A Maker of Fine Art
Picasso lived to be ninety-one, grown old and wise enough to know his biggest challenge. “Every child is an artist,” he said. “The problem is how to remain an artist once we grow up.”
BJ Maker (above) is eighty years old and has figured that out. BJ—”it’s Betty Jane, two words, but everyone knows me as BJ”—walks with a cane, but her eyes glitter with a child’s joy. Her oil canvases shimmer with the summer morning blue of the Long Island Sound; the sunlit red of a Pennsylvania farmhouse on a distant hill. Local folks can’t get enough of the extraordinary vision of the entirely self-taught Milton, Pennsylvania, artist.
She has exhibited at the Susquehanna Art Society show in Sunbury, the Fero Winery in Lewisburg, and also at the public library in that college town. Recently she exhibited at the Gmeiner Art and Cultural Center in Wellsboro after she was discovered by curator Anna Wales Rogers. Visitors were so wowed they bought seven of her paintings right out of the museum, more than one of every ten.
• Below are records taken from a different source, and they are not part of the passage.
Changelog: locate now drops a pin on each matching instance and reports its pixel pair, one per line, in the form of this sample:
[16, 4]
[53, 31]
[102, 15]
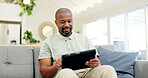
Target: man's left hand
[93, 62]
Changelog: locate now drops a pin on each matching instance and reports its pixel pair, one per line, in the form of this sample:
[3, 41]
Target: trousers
[104, 71]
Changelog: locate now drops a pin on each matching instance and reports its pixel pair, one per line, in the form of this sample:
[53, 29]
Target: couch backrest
[110, 47]
[36, 62]
[16, 62]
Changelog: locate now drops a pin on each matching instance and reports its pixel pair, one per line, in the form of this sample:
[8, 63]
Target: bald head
[62, 10]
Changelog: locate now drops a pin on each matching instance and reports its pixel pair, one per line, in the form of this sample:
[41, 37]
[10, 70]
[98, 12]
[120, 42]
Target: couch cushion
[123, 62]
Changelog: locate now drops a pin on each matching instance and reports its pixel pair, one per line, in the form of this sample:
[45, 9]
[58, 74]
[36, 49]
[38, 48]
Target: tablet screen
[77, 60]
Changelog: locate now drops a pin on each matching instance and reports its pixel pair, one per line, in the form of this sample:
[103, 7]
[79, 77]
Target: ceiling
[82, 8]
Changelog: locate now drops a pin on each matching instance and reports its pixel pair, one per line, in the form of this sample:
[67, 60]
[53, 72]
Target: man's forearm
[48, 72]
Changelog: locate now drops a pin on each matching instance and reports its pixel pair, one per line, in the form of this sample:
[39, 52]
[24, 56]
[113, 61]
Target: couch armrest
[141, 69]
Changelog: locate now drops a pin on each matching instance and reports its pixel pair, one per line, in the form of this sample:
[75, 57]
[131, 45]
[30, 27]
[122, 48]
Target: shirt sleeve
[44, 51]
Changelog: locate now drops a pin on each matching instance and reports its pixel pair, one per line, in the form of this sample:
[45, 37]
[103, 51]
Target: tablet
[77, 60]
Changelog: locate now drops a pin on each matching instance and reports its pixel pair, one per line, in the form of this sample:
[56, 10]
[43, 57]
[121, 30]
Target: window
[102, 32]
[117, 31]
[137, 32]
[127, 31]
[91, 30]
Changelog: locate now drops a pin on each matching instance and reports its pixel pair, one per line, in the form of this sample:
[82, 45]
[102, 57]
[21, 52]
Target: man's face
[64, 23]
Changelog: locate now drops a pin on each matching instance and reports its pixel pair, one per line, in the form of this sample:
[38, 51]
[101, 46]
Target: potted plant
[26, 7]
[28, 38]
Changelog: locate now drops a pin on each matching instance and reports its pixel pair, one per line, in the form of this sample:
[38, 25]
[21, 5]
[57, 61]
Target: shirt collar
[66, 38]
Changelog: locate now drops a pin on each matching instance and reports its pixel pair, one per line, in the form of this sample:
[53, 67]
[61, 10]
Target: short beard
[66, 34]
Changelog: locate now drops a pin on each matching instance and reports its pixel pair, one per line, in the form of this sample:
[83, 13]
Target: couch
[21, 62]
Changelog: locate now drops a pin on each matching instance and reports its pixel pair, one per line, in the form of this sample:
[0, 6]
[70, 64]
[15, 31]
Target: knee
[67, 71]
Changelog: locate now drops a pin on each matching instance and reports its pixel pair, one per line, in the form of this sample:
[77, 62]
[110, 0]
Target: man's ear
[55, 22]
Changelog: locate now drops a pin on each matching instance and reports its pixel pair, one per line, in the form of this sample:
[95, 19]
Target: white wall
[116, 9]
[42, 13]
[9, 12]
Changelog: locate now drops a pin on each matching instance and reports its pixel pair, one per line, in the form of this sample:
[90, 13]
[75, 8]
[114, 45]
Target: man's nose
[66, 24]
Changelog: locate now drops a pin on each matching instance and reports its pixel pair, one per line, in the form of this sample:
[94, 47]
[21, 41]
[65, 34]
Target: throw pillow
[123, 62]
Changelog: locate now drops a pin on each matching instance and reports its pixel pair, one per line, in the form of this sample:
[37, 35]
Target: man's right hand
[58, 63]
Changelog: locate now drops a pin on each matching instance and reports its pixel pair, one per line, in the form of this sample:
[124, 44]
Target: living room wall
[42, 13]
[111, 11]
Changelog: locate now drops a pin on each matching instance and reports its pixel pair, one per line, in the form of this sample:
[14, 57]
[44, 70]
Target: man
[66, 41]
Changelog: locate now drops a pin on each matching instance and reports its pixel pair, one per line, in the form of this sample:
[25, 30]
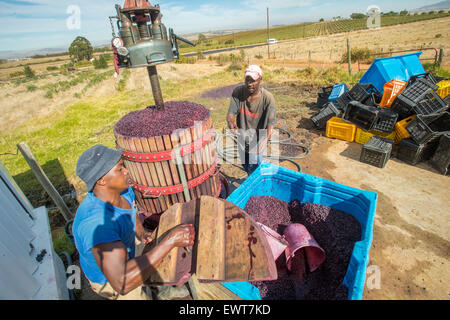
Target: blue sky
[35, 24]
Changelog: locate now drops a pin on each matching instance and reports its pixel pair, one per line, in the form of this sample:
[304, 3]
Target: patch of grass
[31, 88]
[61, 242]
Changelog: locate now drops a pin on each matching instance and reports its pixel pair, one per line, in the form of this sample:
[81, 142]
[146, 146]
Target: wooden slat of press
[211, 247]
[166, 271]
[160, 172]
[201, 154]
[165, 165]
[175, 139]
[197, 160]
[160, 204]
[186, 164]
[193, 166]
[148, 176]
[173, 169]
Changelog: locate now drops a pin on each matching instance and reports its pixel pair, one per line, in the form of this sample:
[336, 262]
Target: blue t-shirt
[99, 222]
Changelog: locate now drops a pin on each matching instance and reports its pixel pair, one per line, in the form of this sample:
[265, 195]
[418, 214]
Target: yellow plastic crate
[362, 136]
[340, 129]
[391, 90]
[444, 88]
[400, 129]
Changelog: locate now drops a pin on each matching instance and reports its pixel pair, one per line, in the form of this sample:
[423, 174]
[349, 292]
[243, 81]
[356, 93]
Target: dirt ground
[411, 229]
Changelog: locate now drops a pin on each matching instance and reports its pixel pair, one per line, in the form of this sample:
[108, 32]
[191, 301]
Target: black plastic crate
[427, 76]
[386, 120]
[329, 111]
[377, 151]
[343, 101]
[361, 115]
[405, 102]
[412, 153]
[441, 158]
[424, 128]
[325, 92]
[432, 103]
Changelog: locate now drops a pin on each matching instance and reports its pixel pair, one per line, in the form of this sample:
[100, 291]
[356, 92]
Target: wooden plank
[166, 271]
[248, 254]
[211, 247]
[44, 180]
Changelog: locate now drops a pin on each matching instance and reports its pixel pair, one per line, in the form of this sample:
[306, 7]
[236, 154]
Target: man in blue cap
[105, 227]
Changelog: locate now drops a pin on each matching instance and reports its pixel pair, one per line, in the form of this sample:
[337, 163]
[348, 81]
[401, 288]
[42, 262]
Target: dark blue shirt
[99, 222]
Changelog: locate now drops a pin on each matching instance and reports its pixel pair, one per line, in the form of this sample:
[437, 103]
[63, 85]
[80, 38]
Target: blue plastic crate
[399, 67]
[288, 185]
[338, 90]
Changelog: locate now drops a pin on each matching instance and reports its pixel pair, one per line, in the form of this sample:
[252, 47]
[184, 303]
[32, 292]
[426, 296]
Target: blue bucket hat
[95, 162]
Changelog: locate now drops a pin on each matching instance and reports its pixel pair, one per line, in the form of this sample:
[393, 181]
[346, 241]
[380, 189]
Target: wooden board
[229, 245]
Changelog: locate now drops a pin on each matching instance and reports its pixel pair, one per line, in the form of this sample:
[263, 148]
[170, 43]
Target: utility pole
[268, 35]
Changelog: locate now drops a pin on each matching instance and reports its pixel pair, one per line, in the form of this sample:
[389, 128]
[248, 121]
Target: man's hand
[145, 237]
[181, 236]
[231, 119]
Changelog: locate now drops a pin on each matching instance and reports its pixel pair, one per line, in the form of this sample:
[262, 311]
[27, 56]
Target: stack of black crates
[430, 129]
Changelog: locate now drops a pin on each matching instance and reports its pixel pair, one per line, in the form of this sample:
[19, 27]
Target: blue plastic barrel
[338, 90]
[384, 70]
[288, 185]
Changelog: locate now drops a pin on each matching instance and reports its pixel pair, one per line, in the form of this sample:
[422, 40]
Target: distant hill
[443, 5]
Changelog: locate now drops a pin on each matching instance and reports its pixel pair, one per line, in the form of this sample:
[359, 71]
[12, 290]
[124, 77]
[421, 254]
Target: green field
[304, 30]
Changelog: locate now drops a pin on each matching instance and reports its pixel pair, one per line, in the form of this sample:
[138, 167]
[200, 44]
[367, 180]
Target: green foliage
[101, 63]
[28, 72]
[183, 59]
[16, 74]
[81, 49]
[200, 55]
[201, 38]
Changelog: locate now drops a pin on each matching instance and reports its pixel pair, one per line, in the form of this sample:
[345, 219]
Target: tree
[101, 63]
[81, 49]
[29, 73]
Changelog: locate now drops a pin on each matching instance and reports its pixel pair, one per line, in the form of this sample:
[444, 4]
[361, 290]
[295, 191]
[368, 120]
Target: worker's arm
[144, 236]
[263, 142]
[231, 119]
[126, 275]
Starting on June 1, First Friday in Wellsboro, BJ’s paintings will be exhibited in the Mountain Home Art Gallery, 871⁄2 Main Street. Her work—a dusty country lane cutting through green fields; a couple of cows as natural and beautiful as the tree and big sky beyond them; the wine grapes of summer; a head of wild garlic as handsome as a king’s portrait—will be in the gallery all of June and into July. BJ will be on hand at the First Friday celebration. Look for a woman with a handsome, square-jawed face, eyes shining with the fine energy of an artist who has figured out how to be a child for eight decades now.
It was hard-won knowledge. BJ doesn’t mince words. She paints from photographs snapped with her “cheap little Canon camera.” She paints from memory, like Break in the Bar, the glistening view of the Long Island Sound two blocks from where she grew up in Locust Valley. She paints now and then from pure imagination, such as an impressionistic landscape of a field with purple wild flowers. It’s as if Van Gogh were a woman who lived alone in a central Pennsylvania mobile home and was a lot a more sensible.
But BJ won’t paint outside. “I can’t stand the heat or the bugs or carrying stuff to paint outside,” she says. “Plus, if it rains, how am I going to paint?” She paints in her kitchen, “the only room big enough in my home to set up in.”
Her art draws on ample life experiences. She’s been married twice and has four sons. She ran a small bed-and-breakfast in New York. She says she’s been a teaching assistant, sold Avon, worked in plant nurseries, loved designing gardens and raising plants, and was a boutique sales lady for custom clothing. She loves to cook.
During a rough spell in the 1990s, “my mother said, ‘Why don’t you paint?’” BJ winced. Her mother painted china, exquisite red porcelain designs of fruits and flowers. Her father, who had his own boat yard, longed to be a draftsman, but had bad eyes.
“I told her I can’t draw a line with a ruler. ‘Why don’t you paint?’ my mother said again. ‘Why don’t you paint?’ I was quite annoyed. But she gave me oils for Christmas, and that was the beginning. She was right.”
The art “flows out.” Paintings take an hour or two, she says, “or a couple weeks. I walk by them a couple weeks later and spend another ten minutes. I call it my walk-by phase. I’m quite passionate about color and nature and gardening, and fruit and vegetables, and I just try to create that feeling of joy when I put the color on the canvas,” she says. “Sometimes it’s quite accurate, sometimes it’s not accurate at all. But it’s an awful lot of fun.”